The mittens and heavy gloves came out and the hoods and wind stopper hats were broken out for the traverse. The route was a range of class 2 terrain, broken here and there by a hand and foot scramble up a rocky hump. Once we passed the saddle, the uphill movement started to warm the hands again as the terrain treated us to climbs along the steeper eastern side of the ridge. For me, the terrain was a test ground for the healing ankle, broken 12 weeks before in the San Juans. The range of motion is not what it wa so I took a bit of extra time over the more rough terrain, paying a bit more attention to the foot placement than I once did, where hopping talus was an effortless affair.
We topped the rocky summit of Pt. 13,736 at about 11:30 a.m. and found shelter from the wind long enough for some gummy bears, Gu and hydration. We discussed the route down and in lieu of taking the northerly ridge of Pt. 13,736, we opted to return to the summit between the Point and Champion, where we spied what looked like a route downward. The traverse back to the saddle was easy, the drop from there was the test to date of the ankle and he psyche. We knew that the visible part of the route would be a mix of scree and smaller talus, mostly likely loose.
We were not wrong and in response we intentionally cut out of the trough zone and onto the bounding ridge, hoping for consolidated ground. The route to the ridge in and of itself was an exercise in steep loose ground as we trended south into a steep zone, requiring a cut back to the north to skirt the class 5 ground. We attained the ridge and got the relief we wanted until the bottom third of the descent. The selection of routes narrowed as the ground cliffed and offered a small selection of slots and juniper covered noses for descent routes.

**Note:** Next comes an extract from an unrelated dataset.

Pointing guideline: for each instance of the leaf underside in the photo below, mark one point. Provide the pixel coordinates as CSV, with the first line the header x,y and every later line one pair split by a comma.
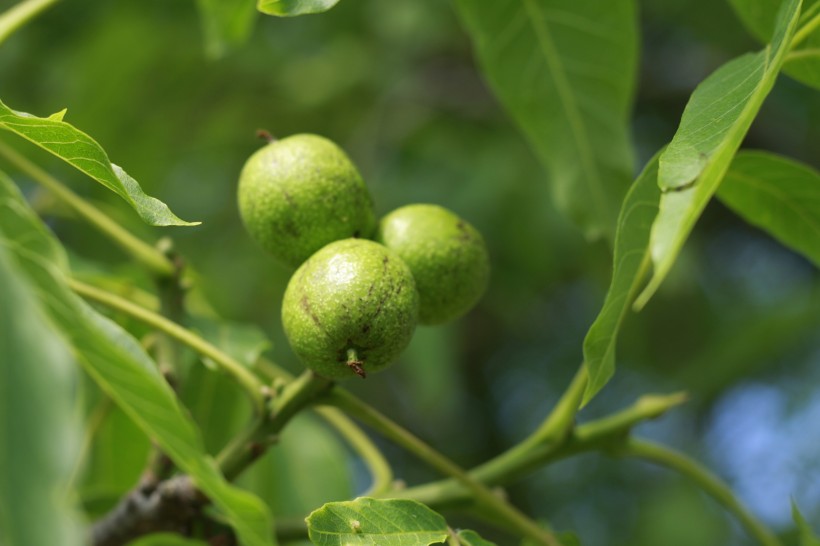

Cal took a nose, G and I put our bet on a slot and we both won. My route was loose as heck and I used those hiking poles to the absolute max. We broke the steep zone and dropped to the boggy valley floor via a talus fan and cut across the flats to the far side where we knew there was a strong trail leading downstream to the trailhead. the trail turned out to be all the way up at the edge of the far tree line but it made for dry and quick travel and within 15 minutes we were back at the truck, having achieved two Bicentennial summits in 6 hours.